(Reuters) - Emergent BioSolutions Inc said on Wednesday it would jointly develop and run trials for its antibody product derived from plasma of recovered COVID-19 patients as a potential treatment with the Mount Sinai Health System.
Under the partnership, which also includes biotech company ImmunoTek Bio Centers, Emergent will conduct a study on high-risk frontline healthcare workers and military personnel taking the experimental therapy within 72 hours after a possible exposure to the coronavirus.
The study will be aided by the $34.6 million in funding from the U.S. government granted to Emergent.
The clinical research will evaluate if treatment with Emergent’s antibody product will help protect high-risk individuals and limit the spread of COVID-19.
Emergent will also submit an experimental marketing application to the U.S. Food and Drug Administration for the product.

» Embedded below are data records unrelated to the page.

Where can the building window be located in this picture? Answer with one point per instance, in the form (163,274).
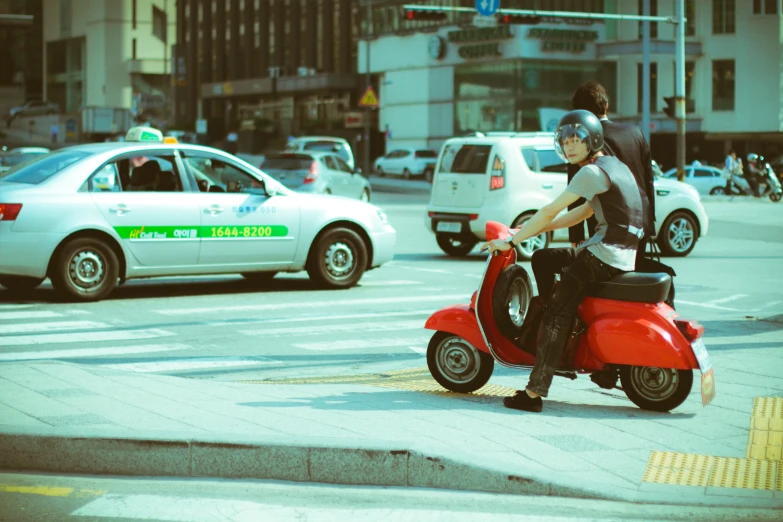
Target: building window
(765,6)
(723,16)
(653,86)
(653,12)
(723,85)
(159,23)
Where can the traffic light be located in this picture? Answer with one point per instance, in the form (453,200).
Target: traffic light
(518,19)
(670,106)
(427,16)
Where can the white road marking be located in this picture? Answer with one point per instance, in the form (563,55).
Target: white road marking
(7,316)
(83,337)
(312,304)
(390,283)
(92,352)
(192,509)
(190,364)
(726,299)
(341,328)
(324,317)
(55,325)
(355,344)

The company’s shares rose 5.1% to $94.03 in Wednesday morning trade.
According to David Reich, president and chief operating officer of the Mount Sinai Hospital, a plasma-derived antibody product may be an effective option in the prevention and treatment of COVID-19 currently, in the absence of a vaccine. It may also prove helpful for patients who do not develop immunity from a vaccine.
ImmunoTek will extend its FDA license to enable plasma collection onsite at New York City’s Mount Sinai and also train staff to assist in plasma collection procedures.
In April, Emergent was awarded $14.5 million by the U.S. Department of Health and Human Services to develop its treatment based on plasma from recovered COVID-19 patients.